信濃の疏水
松本地域
みんなの大切な水の道 波田堰(はたせぎ)
波田堰は、松本市波田を流れる幹線延長約10㎞の農業用水路です。日本アルプスの名峰、槍ヶ岳に源を発する梓川の水を梓川頭首工で取水し、梓川の扇状地に拡がる水田約280haを潤しています。
この地域は、江戸時代から用水の確保に苦しみ、アワやヒエを中心とした雑穀等の畑作が中心でしたが、明治2年に波多村(現・松本市波田)の庄屋であった波多腰六左が新堰の開削を計画し、下流域の村との調整に苦心をしながら、5年の歳月をかけて堰を完成させました。これにより、明治15年には約200haが開田され、更に、昭和初期の波田堰改修工事や昭和43年に着工した県営ほ場整備事業により基盤の整備が進められたことで水田の面積が増加し、約280haの豊かな田園地帯が広がるとともに、近年は特産のすいか栽培も盛んに行われるようになりました。
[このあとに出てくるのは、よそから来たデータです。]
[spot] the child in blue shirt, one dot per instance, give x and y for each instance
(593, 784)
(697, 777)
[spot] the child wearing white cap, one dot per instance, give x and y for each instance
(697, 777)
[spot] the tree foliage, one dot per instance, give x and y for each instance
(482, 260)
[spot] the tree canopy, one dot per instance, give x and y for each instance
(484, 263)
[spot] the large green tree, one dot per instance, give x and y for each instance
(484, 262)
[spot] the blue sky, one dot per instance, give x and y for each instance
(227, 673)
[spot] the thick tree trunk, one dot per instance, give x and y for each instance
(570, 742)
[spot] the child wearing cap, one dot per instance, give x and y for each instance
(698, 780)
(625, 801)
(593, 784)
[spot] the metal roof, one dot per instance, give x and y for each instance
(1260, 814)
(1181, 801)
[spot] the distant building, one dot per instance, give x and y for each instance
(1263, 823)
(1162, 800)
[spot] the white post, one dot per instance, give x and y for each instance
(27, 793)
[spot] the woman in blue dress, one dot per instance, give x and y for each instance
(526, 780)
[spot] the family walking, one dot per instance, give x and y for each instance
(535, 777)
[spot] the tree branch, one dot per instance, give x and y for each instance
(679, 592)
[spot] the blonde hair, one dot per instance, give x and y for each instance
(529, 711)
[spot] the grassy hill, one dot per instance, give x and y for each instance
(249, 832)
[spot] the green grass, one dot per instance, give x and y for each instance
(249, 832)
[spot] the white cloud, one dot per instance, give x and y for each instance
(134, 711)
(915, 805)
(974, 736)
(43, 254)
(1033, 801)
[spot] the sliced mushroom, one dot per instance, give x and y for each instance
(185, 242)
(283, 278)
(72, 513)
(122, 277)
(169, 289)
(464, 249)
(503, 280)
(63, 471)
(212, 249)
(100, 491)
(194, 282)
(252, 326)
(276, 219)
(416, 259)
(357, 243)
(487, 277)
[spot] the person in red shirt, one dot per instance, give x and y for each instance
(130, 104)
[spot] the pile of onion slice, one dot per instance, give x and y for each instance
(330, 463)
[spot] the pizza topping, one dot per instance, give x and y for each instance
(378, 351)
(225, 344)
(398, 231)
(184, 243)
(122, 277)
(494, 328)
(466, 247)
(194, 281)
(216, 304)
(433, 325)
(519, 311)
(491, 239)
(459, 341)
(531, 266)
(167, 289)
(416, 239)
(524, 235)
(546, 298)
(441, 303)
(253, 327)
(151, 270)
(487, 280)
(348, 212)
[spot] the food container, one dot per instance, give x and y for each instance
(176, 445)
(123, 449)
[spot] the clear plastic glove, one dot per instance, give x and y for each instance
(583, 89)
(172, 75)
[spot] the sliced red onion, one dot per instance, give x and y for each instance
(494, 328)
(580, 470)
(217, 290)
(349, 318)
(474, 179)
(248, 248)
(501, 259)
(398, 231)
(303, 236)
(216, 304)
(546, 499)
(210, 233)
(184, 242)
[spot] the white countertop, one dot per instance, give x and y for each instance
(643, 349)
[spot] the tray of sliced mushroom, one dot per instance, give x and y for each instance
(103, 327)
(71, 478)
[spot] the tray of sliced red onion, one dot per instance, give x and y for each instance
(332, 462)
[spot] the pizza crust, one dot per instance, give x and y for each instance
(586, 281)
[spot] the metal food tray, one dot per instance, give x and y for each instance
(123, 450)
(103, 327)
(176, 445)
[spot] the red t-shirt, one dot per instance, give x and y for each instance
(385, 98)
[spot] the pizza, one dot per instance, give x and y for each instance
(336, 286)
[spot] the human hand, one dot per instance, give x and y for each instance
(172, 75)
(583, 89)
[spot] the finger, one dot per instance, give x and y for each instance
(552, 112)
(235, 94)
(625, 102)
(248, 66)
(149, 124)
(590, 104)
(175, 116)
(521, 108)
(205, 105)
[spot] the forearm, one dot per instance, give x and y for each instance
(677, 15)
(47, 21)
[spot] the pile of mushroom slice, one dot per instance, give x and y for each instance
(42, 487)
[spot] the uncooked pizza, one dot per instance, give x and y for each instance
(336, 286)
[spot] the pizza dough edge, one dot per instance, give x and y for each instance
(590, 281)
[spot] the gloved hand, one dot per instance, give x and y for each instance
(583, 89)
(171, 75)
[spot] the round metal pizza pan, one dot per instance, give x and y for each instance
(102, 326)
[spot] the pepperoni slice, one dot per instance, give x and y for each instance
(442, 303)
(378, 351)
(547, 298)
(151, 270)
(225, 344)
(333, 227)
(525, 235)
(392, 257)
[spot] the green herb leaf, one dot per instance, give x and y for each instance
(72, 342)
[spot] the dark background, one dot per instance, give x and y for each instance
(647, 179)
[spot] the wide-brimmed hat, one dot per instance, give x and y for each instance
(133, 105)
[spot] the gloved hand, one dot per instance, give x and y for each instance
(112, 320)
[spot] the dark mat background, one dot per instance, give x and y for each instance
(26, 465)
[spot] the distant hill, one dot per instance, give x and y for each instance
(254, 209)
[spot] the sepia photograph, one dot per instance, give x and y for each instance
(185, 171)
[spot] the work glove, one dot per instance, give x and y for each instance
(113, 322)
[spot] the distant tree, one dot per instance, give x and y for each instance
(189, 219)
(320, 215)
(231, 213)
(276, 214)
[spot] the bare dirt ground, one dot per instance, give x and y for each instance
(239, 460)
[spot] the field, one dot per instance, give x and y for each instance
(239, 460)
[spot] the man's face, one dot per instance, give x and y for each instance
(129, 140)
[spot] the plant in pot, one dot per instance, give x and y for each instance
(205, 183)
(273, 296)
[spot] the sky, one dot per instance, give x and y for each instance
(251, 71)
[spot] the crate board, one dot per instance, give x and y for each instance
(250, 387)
現在では、施設管理者である「波田堰土地改良区」や農地・水保全管理支払交付金の活動組織である「波田堰の水辺を活かそう会」等が主体になり、散策路や四阿の整備とともに、堰の歴史や役割を広くPRするイベントを開催するなど、地域に愛される水利施設としての整備が進められています。また、用水路の流れを活かした小水力発電施設の設置など、農業用水路の新たな活用の取り組みも始まっています。